Five Tentative Thoughts About The OSHA Employer Vaccine Mandate

Fight Censorship, Share This Post!

Yesterday, the Biden Administration announced that would require employers with more than 100 employees to mandate vaccination or testing. Specifically, the Department of Labor and the Occupational Safety and Health Administration will issue the rule. We do not yet have a proposed rule. Here, I will offer five tentative thoughts.

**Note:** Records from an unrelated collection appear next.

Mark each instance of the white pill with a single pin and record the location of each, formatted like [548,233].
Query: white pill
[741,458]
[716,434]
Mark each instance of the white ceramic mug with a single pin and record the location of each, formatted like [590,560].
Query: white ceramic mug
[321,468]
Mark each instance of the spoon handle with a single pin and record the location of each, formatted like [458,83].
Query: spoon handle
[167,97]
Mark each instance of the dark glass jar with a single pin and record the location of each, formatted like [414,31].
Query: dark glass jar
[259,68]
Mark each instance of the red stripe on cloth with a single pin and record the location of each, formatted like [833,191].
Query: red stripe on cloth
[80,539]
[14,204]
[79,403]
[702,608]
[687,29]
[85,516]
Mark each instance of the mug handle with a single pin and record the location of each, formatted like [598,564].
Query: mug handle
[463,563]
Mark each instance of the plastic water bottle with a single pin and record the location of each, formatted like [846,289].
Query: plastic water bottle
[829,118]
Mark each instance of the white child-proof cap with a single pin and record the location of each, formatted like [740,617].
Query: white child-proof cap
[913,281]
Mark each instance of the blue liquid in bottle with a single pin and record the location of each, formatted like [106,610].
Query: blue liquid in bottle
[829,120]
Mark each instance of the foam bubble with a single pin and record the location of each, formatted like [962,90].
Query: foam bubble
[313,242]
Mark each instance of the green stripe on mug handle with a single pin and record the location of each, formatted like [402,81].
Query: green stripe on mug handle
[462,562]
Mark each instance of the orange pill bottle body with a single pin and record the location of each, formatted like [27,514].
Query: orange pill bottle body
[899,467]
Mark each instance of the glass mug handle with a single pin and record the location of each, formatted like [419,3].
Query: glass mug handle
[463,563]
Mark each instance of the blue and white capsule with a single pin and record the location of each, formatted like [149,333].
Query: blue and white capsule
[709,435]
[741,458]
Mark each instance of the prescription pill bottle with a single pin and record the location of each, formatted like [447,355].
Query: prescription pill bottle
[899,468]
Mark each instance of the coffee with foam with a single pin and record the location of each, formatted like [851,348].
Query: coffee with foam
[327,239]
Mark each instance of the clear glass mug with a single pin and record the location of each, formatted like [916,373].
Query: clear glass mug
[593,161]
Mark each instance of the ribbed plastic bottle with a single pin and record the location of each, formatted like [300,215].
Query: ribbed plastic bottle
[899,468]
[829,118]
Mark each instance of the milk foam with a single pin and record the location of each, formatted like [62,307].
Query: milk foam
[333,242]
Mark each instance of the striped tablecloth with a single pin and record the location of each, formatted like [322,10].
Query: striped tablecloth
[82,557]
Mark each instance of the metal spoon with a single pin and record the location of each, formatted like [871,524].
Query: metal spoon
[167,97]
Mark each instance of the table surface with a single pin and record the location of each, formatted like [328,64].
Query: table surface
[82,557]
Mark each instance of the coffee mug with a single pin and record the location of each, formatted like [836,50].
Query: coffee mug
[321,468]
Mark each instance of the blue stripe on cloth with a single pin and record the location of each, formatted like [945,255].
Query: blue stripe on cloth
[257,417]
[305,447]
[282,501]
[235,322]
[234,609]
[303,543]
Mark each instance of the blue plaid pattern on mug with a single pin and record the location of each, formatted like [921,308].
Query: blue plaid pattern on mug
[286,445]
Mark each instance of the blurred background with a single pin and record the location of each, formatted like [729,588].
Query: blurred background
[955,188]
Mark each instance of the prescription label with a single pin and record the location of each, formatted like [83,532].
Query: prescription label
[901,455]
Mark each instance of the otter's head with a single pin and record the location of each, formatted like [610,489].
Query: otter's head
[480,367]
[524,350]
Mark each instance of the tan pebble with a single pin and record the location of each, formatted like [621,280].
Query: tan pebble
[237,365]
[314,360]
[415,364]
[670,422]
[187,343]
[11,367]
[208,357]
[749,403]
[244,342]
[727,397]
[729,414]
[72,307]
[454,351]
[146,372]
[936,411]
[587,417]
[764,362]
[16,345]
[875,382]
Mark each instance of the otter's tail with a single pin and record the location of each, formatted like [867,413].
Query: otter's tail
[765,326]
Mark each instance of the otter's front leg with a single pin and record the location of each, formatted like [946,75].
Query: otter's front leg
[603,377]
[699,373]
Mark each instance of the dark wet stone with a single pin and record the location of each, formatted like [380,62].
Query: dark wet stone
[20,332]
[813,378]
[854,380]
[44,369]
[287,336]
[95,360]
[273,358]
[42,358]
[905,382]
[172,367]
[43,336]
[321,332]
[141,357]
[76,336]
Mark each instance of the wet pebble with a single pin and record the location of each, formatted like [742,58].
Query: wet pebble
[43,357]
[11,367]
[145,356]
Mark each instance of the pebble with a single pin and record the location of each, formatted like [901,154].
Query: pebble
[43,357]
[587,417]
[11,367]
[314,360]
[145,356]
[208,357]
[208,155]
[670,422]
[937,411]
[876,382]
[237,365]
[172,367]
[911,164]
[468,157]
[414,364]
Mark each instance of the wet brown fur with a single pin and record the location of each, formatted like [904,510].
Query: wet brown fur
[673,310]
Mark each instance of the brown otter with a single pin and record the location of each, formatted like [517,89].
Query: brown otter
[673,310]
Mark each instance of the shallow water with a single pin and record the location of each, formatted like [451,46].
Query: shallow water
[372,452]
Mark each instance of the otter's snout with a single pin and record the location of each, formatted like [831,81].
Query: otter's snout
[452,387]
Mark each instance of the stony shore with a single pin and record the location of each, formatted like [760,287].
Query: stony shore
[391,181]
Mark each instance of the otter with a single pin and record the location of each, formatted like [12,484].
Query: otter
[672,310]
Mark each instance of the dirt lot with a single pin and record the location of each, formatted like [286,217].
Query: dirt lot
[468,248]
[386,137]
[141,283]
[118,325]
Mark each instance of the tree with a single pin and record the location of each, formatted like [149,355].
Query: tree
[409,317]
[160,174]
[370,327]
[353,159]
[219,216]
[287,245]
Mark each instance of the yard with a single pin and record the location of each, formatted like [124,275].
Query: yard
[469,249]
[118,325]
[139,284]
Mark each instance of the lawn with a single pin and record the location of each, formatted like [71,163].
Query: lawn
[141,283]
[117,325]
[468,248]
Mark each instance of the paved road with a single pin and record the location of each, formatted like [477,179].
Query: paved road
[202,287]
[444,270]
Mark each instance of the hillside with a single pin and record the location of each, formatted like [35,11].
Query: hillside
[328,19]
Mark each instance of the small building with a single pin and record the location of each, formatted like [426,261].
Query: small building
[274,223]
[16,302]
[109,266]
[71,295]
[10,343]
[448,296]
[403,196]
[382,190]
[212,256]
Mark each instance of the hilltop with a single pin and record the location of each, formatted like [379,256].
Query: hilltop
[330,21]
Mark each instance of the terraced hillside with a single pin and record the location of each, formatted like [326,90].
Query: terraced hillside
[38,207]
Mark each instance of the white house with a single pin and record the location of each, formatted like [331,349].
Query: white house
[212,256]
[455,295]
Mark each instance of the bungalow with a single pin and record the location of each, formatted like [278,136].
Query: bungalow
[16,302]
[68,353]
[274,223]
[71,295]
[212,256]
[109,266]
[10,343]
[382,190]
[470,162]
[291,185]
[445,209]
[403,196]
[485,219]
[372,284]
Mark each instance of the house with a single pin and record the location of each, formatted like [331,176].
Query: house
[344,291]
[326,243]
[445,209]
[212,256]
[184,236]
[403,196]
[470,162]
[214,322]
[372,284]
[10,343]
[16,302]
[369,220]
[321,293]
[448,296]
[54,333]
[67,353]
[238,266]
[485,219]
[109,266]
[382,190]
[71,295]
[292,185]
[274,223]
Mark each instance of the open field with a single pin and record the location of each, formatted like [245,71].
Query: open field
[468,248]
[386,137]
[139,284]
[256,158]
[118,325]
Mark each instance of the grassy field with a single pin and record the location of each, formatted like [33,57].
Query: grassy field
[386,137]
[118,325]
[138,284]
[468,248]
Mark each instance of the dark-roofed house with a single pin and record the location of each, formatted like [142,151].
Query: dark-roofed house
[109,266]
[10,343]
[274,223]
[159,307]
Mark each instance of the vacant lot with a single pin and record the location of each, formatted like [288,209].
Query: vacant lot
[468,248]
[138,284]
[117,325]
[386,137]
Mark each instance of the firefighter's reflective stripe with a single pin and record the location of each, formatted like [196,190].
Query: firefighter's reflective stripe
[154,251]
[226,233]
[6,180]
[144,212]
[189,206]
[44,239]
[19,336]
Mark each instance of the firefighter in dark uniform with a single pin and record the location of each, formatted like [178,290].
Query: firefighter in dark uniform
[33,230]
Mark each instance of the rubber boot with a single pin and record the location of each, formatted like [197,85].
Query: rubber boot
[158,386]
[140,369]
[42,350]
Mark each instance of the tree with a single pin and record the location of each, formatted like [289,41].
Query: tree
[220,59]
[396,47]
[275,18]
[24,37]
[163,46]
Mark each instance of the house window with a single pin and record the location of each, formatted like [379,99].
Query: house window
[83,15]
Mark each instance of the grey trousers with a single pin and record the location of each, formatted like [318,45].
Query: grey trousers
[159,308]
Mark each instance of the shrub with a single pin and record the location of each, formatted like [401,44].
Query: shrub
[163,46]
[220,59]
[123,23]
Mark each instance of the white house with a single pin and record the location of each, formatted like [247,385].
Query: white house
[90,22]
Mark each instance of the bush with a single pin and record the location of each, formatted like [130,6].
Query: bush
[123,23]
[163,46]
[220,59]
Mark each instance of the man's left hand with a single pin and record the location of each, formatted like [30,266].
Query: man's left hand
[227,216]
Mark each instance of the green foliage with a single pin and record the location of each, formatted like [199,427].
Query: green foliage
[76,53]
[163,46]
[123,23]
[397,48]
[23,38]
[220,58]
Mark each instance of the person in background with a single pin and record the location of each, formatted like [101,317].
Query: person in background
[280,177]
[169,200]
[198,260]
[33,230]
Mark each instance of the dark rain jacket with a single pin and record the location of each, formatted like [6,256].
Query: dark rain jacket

First, there will be litigation. Lots of litigation. This will be the rule that launched a thousand suits. Employers and employees across the country who object to the mandate will have standing to sue. They will bring suits in many district courts. Some judge, somewhere, will find this policy unlawful in some regard. And one of these judges may issue a nationwide injunction, or “vacate” the rule. And some court of appeals, somewhere, may agree. The Biden Administration no doubt recognizes that the courts can block this policy. But this risk was worth taking. Most employers will not challenge the policy. And many companies will be happy this policy provides cover for mandating vaccines. In the interim, millions of people will get vaccinated. But this mandate could create unanticipated ripples in the workplace. Many people will simply choose to be fired, rather than get the jab. Others will submit fraudulent documents, which will lead to discipline. Unemployment numbers may actually trickle up because of this executive action. People do not respond well to mandates. Indeed, I fear this federal diktat will harden the hearts, so to speak, and exacerbate vaccine hesitancy.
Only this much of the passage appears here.